There are some tried and true tropes in this short novel, and some of them Styles puts his own spin on to ensure they don’t feel stale or recycled. Geo and Lex met in an online Columbine forum, and by virtue of a mutual agreement, they never exchanged photos nor did anything more on Skype than make audio calls and record their true crime podcast, Creep Corner, where they spend hours debating and discussing, what else, true crimes—everything from Manson to Dahmer to Columbine. Five years of talking and texting every day, sometimes multiple times every day, sealed their friendship in a shared interest that a lot of people think is weird, which eventually grew into sharing so much about themselves that the only logical next step was for them was to fall in love. And, speaking of love, I love the way Styles introduces his readers to these characters. Geo and Lex’s conversations are so easy going, the banter so comfortable that you can sense and feel the connection they share, even when they’re talking about serial killers and the “souvenirs” that some true crime enthusiasts collect. And, even when neither of them has admitted to the other that their feelings are running a lot deeper than their online bromance.
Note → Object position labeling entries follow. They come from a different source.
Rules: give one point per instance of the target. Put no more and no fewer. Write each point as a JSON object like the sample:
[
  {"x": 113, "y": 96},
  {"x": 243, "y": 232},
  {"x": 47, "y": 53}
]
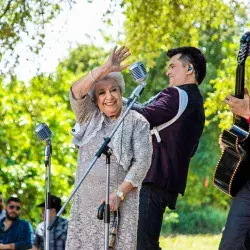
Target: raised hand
[{"x": 117, "y": 56}]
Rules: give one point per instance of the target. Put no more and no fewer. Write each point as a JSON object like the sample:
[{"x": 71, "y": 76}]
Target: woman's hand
[
  {"x": 238, "y": 106},
  {"x": 117, "y": 56},
  {"x": 114, "y": 201}
]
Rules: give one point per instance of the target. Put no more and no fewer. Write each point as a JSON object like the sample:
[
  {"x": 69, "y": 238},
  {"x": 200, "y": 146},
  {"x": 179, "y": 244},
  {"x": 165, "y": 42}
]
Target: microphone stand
[
  {"x": 135, "y": 94},
  {"x": 47, "y": 154}
]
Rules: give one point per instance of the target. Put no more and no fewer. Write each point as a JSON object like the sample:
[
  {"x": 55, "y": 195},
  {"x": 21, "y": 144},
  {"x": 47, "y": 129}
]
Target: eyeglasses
[{"x": 16, "y": 207}]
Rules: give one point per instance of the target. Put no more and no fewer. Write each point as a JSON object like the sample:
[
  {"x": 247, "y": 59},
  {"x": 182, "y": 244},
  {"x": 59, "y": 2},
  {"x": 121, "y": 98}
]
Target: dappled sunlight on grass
[{"x": 186, "y": 242}]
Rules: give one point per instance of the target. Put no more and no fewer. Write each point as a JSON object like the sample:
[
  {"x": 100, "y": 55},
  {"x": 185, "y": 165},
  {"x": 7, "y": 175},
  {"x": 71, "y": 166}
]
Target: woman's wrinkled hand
[
  {"x": 116, "y": 58},
  {"x": 114, "y": 201}
]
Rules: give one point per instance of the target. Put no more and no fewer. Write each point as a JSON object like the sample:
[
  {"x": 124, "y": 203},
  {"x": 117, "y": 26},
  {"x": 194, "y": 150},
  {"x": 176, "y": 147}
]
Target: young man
[
  {"x": 2, "y": 211},
  {"x": 237, "y": 230},
  {"x": 58, "y": 234},
  {"x": 14, "y": 232},
  {"x": 174, "y": 145}
]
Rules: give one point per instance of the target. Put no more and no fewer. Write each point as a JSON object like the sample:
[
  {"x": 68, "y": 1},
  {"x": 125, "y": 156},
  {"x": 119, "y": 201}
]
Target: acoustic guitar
[{"x": 233, "y": 167}]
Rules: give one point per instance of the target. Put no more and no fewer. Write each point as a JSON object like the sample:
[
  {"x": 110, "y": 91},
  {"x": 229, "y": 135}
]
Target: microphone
[
  {"x": 43, "y": 132},
  {"x": 139, "y": 74}
]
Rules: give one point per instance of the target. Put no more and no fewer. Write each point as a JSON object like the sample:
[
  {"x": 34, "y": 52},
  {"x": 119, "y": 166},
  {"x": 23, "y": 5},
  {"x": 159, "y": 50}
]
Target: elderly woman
[{"x": 96, "y": 100}]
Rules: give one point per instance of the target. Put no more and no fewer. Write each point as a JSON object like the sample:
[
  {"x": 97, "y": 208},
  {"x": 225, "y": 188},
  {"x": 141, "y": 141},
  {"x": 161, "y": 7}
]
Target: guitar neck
[
  {"x": 239, "y": 93},
  {"x": 240, "y": 81}
]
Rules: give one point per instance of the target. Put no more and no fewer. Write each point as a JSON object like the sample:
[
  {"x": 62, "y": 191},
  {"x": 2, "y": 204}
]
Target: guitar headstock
[{"x": 244, "y": 51}]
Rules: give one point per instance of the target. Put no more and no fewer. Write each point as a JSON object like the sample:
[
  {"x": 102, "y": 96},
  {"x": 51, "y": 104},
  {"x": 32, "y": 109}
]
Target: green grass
[{"x": 186, "y": 242}]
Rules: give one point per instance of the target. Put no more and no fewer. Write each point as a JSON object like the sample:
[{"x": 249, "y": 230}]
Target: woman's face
[{"x": 109, "y": 98}]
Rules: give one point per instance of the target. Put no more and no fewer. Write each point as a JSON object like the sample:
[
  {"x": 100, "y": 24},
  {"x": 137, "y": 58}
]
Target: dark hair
[
  {"x": 15, "y": 199},
  {"x": 193, "y": 56}
]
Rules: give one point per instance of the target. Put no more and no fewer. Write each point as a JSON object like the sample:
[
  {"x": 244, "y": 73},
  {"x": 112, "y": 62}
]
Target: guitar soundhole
[{"x": 241, "y": 177}]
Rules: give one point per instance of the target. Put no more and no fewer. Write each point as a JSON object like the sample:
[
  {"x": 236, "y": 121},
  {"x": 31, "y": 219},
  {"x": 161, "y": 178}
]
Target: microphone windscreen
[
  {"x": 138, "y": 71},
  {"x": 43, "y": 132}
]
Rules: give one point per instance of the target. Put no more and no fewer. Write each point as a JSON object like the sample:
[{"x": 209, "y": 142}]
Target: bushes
[{"x": 197, "y": 220}]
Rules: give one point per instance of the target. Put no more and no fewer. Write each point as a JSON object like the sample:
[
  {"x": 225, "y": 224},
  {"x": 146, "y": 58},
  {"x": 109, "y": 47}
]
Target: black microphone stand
[
  {"x": 135, "y": 94},
  {"x": 47, "y": 154}
]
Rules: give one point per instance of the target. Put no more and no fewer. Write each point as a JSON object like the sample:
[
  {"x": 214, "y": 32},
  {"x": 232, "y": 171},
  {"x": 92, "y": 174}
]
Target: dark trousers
[
  {"x": 237, "y": 230},
  {"x": 153, "y": 202}
]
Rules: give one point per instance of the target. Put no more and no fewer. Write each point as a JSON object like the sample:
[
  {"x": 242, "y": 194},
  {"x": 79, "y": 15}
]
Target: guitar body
[{"x": 233, "y": 167}]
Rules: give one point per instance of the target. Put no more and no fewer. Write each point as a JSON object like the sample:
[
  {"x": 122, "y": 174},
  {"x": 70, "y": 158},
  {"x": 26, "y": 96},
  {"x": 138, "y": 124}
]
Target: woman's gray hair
[{"x": 117, "y": 76}]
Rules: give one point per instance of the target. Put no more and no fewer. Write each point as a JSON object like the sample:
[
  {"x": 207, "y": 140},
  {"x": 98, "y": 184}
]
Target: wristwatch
[{"x": 120, "y": 194}]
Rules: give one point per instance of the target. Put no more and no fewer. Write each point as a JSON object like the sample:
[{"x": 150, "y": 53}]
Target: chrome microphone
[
  {"x": 138, "y": 72},
  {"x": 43, "y": 132}
]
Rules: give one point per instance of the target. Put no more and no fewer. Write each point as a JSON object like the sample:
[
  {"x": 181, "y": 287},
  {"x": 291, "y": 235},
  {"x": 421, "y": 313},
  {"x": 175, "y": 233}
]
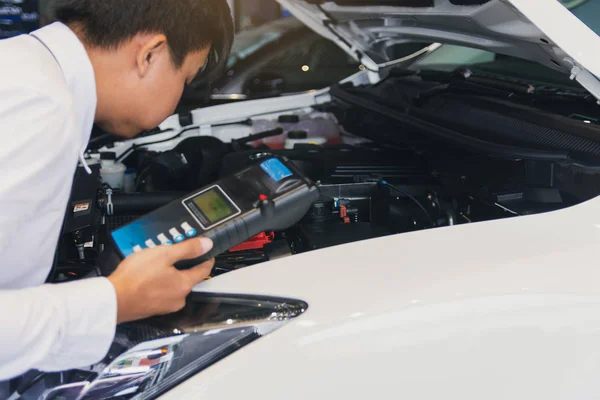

The fact that Geo and Lex bucked the traditional romantic tropes—eyes meeting across a crowded room, the first frisson of physical attraction drawing them together, flirting and teasing—and fell in love with who each other is beyond their outward appearance made their meeting each other in person, finally, all the better.
If there’s one trope the book does to the nth degree, it’s opposites attract. These guys are opposites in looks, and their upbringings couldn’t be more different if they tried; although, they do share epic levels of familial dysfunction. Once again in the love column, I love that we get to see Geo and Lex lock eyes with each other for the first time (what’s happening at that moment is kind of perfect too), and in Geo’s mind we hear his description of Lex, and there’s a (…) suspenseful moment where I wondered what their reactions to each other would be. And then it was perfect and wonderful. Never fear, though. There aren’t any instant I-love-yous. Styles does a fine job with the awkwardness and the hesitation and the slow burn for the word count, and I liked the low-key angst of the way Geo and Lex come to realize what the next step in their relationship will be.
One of the things I loved about Geo and Lex’s shared devotion to crime and the criminal element is that it played into a realistic fascination (obsession?) with true crime dramas and fact-based reality investigative television, and the fact that certain truths will never be revealed—the identity of Jack the Ripper, the catalyst for so many unsolved mysteries and murders, there are sometimes only theories and conjecture, educated deductions and best-guess conclusions. Even with modern forensics, human error can mean that the truth often dies with the criminals and their victims. I probably put way too much thought into that for the point of the book, but I liked the unique subplot because it made for a bit of a different contemporary romance, which is a genre I don’t normally gravitate to.
What it all boils down to is that Peter Styles has hooked me, without much effort, with his humor, his charming and quirky characters, and his ability to bring something just that little bit different to this romance—a task that isn’t always so easy anymore. Geo and Lex may not be what any professional would call “healthy”, but sometimes falling in love with someone means your weird fits their weird and your broken parts fit together just fine.